Je n'en dis pas plus, mais je n'en pense pas moins, et j'espère avoir raison d'être convaincu que le Pape François pense la même chose, même si, éventuellement, il ne pense pas toujours à la dire.
En tout cas, je n'ose imaginer qu'un Evêque de Rome, qu'un Souverain pontife, puisse faire croire ou laisser entendre à qui que ce soit que dans le cadre des relations entre théologie et pastorale, la pratique de l'Ouverture sur l'homme et sur le monde a autant d'autorité ou d'importance que la réception de l'Ecriture inspirée par Dieu (même si l'Ecriture a aussi été écrite, puis expliquée, par des hommes).
Ce qui est second, l'Ouverture, n'est pas secondaire, mais ce qui est second n'est pas premier ; et ce qui est premier, la réception de l'Ecriture, ne rend ni impensable, ni impossible, ni insensé, ni interdit, ni inutile, ce qui est second, à savoir la pratique de l'Ouverture, mais celle-ci n'a pas à être régulatrice de celle-là.
C'est en tous cas "ce que je crois". Ou comme diraient peut-être certains, je crois en la priorité légitime de "l'intellectus scripturae" sur la "cogitatio fidei".
Vraiment merci de m'avoir donné l'occasion d'écrire ce qui précède, et qui est certainement améliorable, bonne journée et à bientôt.
Scrutator.

( 786288 )
Remarques... par Rodolphe (2015-09-05 11:38:30)
[en réponse à 786277]
Bonjour Scrutator,
Quelques remarques sur ce que vous avez écrit.

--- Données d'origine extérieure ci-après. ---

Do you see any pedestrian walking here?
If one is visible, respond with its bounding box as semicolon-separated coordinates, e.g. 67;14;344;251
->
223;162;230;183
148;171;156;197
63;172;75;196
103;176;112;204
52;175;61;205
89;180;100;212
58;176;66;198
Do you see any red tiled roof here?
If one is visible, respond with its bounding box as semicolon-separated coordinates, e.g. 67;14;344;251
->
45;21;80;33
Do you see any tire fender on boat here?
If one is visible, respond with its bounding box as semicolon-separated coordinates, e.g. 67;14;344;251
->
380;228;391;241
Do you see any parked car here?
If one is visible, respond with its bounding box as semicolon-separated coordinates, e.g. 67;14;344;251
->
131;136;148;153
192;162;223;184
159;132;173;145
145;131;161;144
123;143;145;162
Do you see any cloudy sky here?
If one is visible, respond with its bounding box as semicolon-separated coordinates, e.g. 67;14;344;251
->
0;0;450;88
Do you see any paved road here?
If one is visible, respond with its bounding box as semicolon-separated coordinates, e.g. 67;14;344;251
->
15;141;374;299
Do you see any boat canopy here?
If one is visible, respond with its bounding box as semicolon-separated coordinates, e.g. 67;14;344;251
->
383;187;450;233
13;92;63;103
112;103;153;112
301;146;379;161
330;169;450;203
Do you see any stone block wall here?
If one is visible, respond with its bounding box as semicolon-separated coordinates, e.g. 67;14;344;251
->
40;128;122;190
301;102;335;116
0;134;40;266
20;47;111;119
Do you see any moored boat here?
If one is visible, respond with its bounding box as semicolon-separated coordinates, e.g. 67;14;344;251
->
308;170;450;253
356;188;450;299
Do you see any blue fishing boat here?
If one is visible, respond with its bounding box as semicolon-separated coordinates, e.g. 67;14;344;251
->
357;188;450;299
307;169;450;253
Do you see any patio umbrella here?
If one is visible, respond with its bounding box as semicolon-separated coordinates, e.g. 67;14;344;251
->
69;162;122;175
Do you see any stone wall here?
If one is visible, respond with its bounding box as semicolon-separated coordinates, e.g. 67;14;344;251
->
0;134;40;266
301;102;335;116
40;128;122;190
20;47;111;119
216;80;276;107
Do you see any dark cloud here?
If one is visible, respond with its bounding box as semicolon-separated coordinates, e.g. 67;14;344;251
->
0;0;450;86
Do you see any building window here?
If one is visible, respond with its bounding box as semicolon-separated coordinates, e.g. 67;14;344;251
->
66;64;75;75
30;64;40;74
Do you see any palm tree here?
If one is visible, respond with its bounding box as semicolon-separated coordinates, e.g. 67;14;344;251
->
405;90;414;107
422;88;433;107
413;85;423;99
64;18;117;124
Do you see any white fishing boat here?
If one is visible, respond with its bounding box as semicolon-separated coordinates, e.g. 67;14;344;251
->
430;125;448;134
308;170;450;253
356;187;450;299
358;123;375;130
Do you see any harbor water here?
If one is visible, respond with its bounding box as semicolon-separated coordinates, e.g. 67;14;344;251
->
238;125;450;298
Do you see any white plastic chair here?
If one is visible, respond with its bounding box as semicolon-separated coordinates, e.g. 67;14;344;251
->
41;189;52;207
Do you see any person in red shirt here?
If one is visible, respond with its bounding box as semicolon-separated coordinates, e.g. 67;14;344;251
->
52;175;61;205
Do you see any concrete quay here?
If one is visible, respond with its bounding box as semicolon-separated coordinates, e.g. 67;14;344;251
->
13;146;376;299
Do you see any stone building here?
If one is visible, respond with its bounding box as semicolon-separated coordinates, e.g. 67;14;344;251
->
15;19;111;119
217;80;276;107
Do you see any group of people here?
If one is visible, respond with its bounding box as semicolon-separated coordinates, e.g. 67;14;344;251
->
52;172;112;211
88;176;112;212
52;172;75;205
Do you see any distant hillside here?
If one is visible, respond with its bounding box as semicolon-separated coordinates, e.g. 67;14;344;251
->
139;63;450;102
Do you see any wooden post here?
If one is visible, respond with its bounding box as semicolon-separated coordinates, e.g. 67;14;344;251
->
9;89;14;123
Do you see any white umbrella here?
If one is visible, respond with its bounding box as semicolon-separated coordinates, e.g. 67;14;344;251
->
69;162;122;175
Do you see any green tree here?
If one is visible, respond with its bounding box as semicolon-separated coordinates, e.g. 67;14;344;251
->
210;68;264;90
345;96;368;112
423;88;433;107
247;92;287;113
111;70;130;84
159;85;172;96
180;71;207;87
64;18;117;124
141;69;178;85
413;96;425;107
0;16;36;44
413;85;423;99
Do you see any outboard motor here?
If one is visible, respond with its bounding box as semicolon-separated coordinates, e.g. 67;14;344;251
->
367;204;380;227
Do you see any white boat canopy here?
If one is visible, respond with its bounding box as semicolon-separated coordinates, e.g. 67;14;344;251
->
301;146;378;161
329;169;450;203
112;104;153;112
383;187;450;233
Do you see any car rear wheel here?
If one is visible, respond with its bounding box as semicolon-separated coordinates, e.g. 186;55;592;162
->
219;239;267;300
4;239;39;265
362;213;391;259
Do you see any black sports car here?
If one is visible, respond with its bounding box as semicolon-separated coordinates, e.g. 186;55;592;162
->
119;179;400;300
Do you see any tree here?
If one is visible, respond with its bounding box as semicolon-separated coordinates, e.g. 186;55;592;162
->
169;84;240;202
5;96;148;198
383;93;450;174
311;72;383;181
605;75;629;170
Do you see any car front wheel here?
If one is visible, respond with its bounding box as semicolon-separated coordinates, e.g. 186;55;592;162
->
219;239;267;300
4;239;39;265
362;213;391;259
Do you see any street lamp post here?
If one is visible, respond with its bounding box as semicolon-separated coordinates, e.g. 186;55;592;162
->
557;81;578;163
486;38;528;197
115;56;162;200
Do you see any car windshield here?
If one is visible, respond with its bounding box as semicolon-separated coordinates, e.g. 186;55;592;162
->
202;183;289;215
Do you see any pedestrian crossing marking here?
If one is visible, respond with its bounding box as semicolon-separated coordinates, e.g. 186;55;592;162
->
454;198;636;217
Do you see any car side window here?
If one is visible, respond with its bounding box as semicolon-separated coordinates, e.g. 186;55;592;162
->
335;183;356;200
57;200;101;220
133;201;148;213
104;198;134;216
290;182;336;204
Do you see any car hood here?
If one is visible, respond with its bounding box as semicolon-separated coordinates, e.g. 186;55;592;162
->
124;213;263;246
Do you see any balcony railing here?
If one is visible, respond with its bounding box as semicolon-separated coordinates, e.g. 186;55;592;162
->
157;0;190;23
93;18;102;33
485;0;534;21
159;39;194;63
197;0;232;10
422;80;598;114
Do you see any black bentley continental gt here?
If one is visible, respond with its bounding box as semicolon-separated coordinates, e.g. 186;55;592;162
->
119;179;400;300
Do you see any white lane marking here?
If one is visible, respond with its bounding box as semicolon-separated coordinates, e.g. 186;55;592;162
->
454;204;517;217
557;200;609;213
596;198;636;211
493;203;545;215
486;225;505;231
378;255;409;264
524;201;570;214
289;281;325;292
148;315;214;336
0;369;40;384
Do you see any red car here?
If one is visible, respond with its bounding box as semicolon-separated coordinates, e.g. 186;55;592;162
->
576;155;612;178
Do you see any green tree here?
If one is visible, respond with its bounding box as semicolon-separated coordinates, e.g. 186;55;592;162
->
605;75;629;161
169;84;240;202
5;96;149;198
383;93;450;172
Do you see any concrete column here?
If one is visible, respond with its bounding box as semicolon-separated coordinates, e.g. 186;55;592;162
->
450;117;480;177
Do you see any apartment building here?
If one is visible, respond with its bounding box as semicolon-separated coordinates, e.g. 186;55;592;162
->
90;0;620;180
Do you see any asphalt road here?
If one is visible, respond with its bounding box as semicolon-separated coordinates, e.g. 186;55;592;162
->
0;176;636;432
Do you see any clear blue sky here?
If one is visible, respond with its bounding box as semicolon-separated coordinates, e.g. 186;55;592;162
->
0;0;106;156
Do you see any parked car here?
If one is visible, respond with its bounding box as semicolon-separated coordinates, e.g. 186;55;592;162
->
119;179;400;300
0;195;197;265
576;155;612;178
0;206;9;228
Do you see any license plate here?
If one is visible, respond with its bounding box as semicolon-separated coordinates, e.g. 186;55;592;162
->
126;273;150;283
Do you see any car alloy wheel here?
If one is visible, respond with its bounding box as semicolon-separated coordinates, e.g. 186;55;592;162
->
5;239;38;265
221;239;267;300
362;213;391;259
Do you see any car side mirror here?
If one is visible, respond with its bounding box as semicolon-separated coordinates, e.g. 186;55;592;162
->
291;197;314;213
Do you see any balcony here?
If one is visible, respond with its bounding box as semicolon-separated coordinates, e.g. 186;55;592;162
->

En premier lieu, il ne faut pas oublier que ce dont nous disposons -du moins pour l'instant- est un compte-rendu du discours du Pape. Des coupes ont donc nécessairement été faites et il est dès lors difficile de déterminer ce qui aurait été réellement "omis" par François pour le lui reprocher.
Un compte-rendu journalistique vise surtout à mettre en avant ce qu'il y a de "spécifique" dans un discours et a tendance à écarter ce qui est "convenu", ce qui relève des "sentiers battus". Il y a là une sorte de biais sensationnaliste. Il faut donc faire attention à la déformation du propos que suscite ce genre de démarche.
Par ailleurs, vous avez bien raison d'affirmer qu'un Pape ne devrait pas " faire croire ou laisser entendre à qui que ce soit que dans le cadre des relations entre théologie et pastorale, la pratique de l'Ouverture sur l'homme et sur le monde a autant d'autorité ou d'importance que la réception de l'Ecriture inspirée par Dieu (même si l'Ecriture a aussi été écrite, puis expliquée, par des hommes)./Ce qui est second, l'Ouverture, n'est pas secondaire, mais ce qui est second n'est pas premier ".
Toutefois, il me semble, d'une part, que le discours du Pape, dont nous n'avons qu'une connaissance parcellaire, n'a pas de prétention magistérielle particulière et doit s'analyser comme un simple discours d'actualité et, d'autre part, que celui-ci s'adressait à des théologiens dont on peut espérer qu'ils connaissaient leurs fondamentaux et n'ignoraient pas dès lors ces principes, même si certains les foulent du pied.